Todo ser humano tiene ante sí el hecho insoslayable de la muerte, que a medida que pasan los años la
sufre en seres muy queridos, con la posible experiencia de despojo, de dolor,
cabe que de nostalgia y de ausencia, hasta es posible que de miedo.
Todas las religiones aspiran de algún modo a una relación
con los seres queridos que nos han precedido. En el cristianismo se conmemora a
los fieles difuntos y se invita de manera especial a orar por ellos. La clave
cristiana es la contemplación de la muerte de Cristo, que padeció, murió y
resucitó.
La sociedad actual con su cultura presentista, se escabulle, a veces,
con una pirueta evasiva, de la realidad de la muerte, y convierte en mueca lo
que no soporta, engañándose y llegando así a un muro infranqueable.

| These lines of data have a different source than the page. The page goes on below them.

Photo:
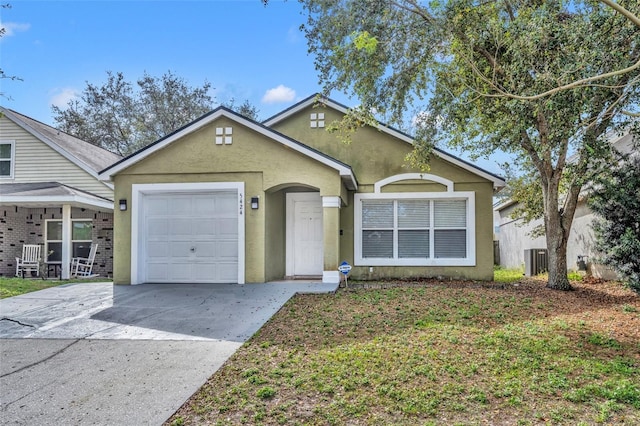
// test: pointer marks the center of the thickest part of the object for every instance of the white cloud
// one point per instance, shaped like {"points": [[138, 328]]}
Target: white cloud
{"points": [[61, 97], [10, 28], [279, 94]]}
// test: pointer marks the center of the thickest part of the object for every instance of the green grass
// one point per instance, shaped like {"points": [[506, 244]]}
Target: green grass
{"points": [[13, 286], [438, 354], [502, 275]]}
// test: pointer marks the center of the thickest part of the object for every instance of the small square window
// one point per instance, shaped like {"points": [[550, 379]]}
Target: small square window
{"points": [[317, 120], [6, 159], [223, 135]]}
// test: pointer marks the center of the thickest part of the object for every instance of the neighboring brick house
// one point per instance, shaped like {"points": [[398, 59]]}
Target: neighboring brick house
{"points": [[50, 195]]}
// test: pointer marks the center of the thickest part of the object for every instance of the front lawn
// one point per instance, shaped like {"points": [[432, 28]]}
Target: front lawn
{"points": [[436, 353]]}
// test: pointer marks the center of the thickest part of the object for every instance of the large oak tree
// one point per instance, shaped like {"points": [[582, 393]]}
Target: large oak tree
{"points": [[545, 81]]}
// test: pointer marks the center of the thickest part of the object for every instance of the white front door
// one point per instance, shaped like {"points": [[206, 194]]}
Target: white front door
{"points": [[304, 234], [191, 237]]}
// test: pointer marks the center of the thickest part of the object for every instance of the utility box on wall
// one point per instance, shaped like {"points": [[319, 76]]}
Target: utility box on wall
{"points": [[536, 261]]}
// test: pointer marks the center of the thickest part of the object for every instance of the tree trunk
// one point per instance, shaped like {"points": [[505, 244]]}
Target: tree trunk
{"points": [[557, 223], [557, 248]]}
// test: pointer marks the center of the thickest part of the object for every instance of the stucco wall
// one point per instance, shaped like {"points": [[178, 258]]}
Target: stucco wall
{"points": [[514, 238], [373, 156], [258, 161]]}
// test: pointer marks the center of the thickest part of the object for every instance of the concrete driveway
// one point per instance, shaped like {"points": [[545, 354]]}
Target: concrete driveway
{"points": [[101, 354]]}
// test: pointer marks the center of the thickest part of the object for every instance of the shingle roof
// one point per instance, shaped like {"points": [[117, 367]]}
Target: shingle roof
{"points": [[92, 156]]}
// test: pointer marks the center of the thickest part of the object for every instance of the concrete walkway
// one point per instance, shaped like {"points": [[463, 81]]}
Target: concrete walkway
{"points": [[101, 354]]}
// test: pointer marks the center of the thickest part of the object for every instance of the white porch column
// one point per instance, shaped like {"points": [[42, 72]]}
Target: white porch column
{"points": [[331, 229], [66, 241]]}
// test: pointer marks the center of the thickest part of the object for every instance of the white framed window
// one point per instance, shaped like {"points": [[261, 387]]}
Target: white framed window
{"points": [[316, 120], [81, 238], [415, 229], [7, 159], [224, 135]]}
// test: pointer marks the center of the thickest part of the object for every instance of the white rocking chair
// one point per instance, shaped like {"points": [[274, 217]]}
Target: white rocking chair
{"points": [[81, 267], [30, 260]]}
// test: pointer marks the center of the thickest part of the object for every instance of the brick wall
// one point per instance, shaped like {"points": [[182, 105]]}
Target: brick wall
{"points": [[19, 226]]}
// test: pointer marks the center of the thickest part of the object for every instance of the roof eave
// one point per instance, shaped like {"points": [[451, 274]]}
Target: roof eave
{"points": [[498, 182]]}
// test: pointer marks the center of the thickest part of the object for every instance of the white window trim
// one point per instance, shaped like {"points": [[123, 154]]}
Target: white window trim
{"points": [[138, 192], [47, 240], [469, 260], [12, 159]]}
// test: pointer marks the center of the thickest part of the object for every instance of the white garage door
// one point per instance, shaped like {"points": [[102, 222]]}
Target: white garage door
{"points": [[191, 237]]}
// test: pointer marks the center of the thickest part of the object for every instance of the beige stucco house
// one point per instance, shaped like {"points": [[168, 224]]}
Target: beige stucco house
{"points": [[227, 199], [50, 195]]}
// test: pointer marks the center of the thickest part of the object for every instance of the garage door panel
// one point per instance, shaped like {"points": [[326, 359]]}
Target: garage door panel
{"points": [[192, 237], [158, 229], [203, 205], [207, 228], [180, 249], [180, 228], [205, 249], [227, 250], [179, 205], [157, 250]]}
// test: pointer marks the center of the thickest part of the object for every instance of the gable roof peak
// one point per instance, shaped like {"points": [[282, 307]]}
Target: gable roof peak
{"points": [[85, 155], [498, 182]]}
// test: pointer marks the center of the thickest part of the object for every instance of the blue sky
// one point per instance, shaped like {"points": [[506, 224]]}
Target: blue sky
{"points": [[244, 49]]}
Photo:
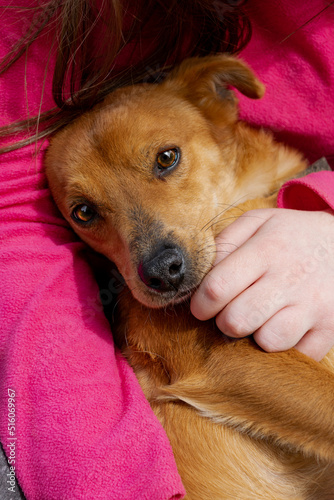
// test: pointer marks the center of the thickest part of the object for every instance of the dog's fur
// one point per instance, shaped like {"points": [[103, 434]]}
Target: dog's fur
{"points": [[243, 424]]}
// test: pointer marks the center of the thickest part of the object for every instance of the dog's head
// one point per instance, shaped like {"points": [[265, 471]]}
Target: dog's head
{"points": [[143, 177]]}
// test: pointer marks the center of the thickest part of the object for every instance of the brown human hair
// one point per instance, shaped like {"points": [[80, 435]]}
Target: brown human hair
{"points": [[82, 78]]}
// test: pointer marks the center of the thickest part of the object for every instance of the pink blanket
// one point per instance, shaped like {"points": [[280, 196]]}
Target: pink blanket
{"points": [[82, 428]]}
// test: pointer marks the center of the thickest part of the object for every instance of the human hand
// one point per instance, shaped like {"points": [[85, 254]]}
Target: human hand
{"points": [[274, 277]]}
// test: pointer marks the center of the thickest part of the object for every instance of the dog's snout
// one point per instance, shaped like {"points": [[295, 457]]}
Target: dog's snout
{"points": [[164, 271]]}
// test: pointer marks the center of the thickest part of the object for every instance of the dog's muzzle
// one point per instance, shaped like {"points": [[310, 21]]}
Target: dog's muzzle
{"points": [[163, 271]]}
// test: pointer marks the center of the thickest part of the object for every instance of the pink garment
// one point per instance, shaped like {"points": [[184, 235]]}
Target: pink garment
{"points": [[83, 429], [296, 65]]}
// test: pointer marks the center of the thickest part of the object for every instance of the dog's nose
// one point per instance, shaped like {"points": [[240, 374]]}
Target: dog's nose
{"points": [[164, 271]]}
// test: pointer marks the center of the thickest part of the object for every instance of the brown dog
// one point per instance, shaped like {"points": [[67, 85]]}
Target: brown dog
{"points": [[149, 178]]}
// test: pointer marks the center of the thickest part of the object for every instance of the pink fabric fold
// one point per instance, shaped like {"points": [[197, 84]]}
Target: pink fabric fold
{"points": [[313, 192]]}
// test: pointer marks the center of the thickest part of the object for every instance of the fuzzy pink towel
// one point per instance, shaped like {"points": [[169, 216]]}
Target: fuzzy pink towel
{"points": [[82, 428]]}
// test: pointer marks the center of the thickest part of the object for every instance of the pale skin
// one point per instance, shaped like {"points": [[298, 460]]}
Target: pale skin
{"points": [[274, 277]]}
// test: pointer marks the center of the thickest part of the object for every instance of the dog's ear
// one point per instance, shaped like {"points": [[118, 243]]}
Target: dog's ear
{"points": [[207, 81]]}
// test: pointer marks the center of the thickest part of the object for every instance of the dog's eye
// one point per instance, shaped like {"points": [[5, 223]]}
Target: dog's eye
{"points": [[83, 213], [168, 159]]}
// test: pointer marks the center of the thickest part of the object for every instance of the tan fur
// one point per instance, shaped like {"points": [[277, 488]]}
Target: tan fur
{"points": [[243, 424]]}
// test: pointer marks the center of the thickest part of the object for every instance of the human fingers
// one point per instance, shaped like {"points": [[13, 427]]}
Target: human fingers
{"points": [[283, 330], [247, 312], [227, 280], [316, 343], [234, 235]]}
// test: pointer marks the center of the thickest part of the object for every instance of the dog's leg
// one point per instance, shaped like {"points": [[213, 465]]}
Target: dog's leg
{"points": [[286, 397]]}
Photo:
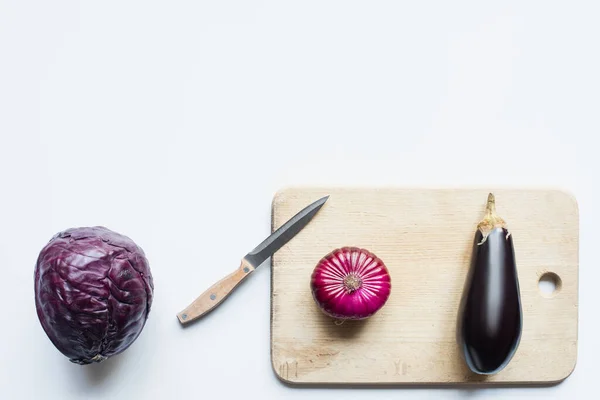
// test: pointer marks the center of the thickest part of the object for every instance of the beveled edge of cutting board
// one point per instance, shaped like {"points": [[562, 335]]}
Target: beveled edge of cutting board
{"points": [[425, 384]]}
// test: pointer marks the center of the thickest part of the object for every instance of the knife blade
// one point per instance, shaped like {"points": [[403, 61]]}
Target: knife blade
{"points": [[218, 292]]}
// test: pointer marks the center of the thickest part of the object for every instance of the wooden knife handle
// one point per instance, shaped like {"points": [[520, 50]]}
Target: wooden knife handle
{"points": [[214, 295]]}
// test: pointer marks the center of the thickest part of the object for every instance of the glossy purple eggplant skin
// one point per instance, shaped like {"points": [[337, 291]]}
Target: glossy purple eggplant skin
{"points": [[491, 316], [93, 293]]}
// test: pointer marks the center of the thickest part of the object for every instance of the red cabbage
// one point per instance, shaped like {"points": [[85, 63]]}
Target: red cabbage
{"points": [[93, 293]]}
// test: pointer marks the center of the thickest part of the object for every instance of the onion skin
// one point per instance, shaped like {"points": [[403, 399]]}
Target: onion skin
{"points": [[491, 317], [350, 283]]}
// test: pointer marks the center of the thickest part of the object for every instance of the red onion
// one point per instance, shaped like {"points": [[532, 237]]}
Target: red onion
{"points": [[350, 283]]}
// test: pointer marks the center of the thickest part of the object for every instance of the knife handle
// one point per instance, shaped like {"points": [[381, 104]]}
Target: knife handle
{"points": [[215, 294]]}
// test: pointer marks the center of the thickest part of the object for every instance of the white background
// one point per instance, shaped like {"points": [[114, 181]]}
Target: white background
{"points": [[175, 122]]}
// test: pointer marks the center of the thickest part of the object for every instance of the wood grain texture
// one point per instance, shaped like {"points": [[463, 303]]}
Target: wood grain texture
{"points": [[424, 236], [215, 295]]}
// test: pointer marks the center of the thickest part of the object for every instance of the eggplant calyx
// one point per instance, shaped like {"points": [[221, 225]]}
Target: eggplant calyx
{"points": [[491, 220]]}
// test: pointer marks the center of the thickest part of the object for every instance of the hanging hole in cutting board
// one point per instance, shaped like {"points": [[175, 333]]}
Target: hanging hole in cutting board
{"points": [[549, 284]]}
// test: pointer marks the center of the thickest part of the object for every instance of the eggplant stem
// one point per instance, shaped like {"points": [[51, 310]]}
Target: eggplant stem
{"points": [[491, 219]]}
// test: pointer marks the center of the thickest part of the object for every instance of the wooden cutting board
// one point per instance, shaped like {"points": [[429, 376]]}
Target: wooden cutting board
{"points": [[424, 236]]}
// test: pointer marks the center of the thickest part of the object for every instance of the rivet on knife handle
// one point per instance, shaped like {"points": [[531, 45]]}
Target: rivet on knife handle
{"points": [[220, 290], [214, 295]]}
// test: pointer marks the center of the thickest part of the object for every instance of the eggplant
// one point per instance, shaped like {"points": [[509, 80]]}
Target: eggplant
{"points": [[491, 316]]}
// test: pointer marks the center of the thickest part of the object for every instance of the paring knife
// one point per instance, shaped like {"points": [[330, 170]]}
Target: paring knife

Son muchas las reacciones posibles ante la verdad y la realidad
de lo pasajero de nuestra existencia en este mundo. Los filósofos han
reaccionado con pensamientos más o menos estoicos; los ascetas, ante el hecho
de tener que morir, han podido anticipar en su cuerpo los rigores del despojo y
hasta el desprecio de lo corpóreo.
Hoy parece que no es estética la muerte, ni correcto pensar
en ella, a pesar de que todos los días nos llegan noticias de la muerte de
personas conocidas, o de accidentes estremecedores, y de violencias
exterminadoras. Una reacción actual ante los hechos más dramáticos, que pueden
ser de genocidios o de epidemias mortales, es convertirlos en espectáculo, en
dialéctica, hasta en piedra arrojadiza contra lo que se siente adverso o
amenazador.
Los santos han vivido la realidad de la muerte con
serenidad, y de su meditación han sacado sabiduría. Han resuelto vivir como
quien va de paso. San Francisco de Asís, en el cántico de las criaturas, se
atreve a decir: “Y por la hermana muerte, loado mi Señor”. Sam Ignacio de
Loyola invita en los Ejercicios Espirituales a meditar sobre las postrimerías,
en concreto sobre la muerte: “No querer pensar en cosas de placer ni alegría,
como de gloria, resurrección, etc.; porque para sentir pena, dolor y lágrimas
por nuestros pecados impide cualquier consideración de gozo y alegría; mas
tener delante de mí quererme doler y sentir pena, trayendo más en memoria la
muerte, el juicio” (EE 76).
Es lapidaria la
frese del duque de Gandía, San Francisco de Borja, sucesor de San Ignacio de Loyola, quien al ver
muerta a la emperatriz a la que tanto había amado, resolvió “no servir más a
señor que se me pueda morir”.
Santa Teresa de Jesús, como pedagogía y disposición
adecuadas, ante el paso que todos deberemos dar de dejar esta vida, nos enseña
a vivir desasidos: “¡Oh, si no estuviésemos asidos a nada ni tuviésemos puesto nuestro
contento en cosa de la tierra, cómo la pena que nos daría vivir siempre sin Él (Cristo)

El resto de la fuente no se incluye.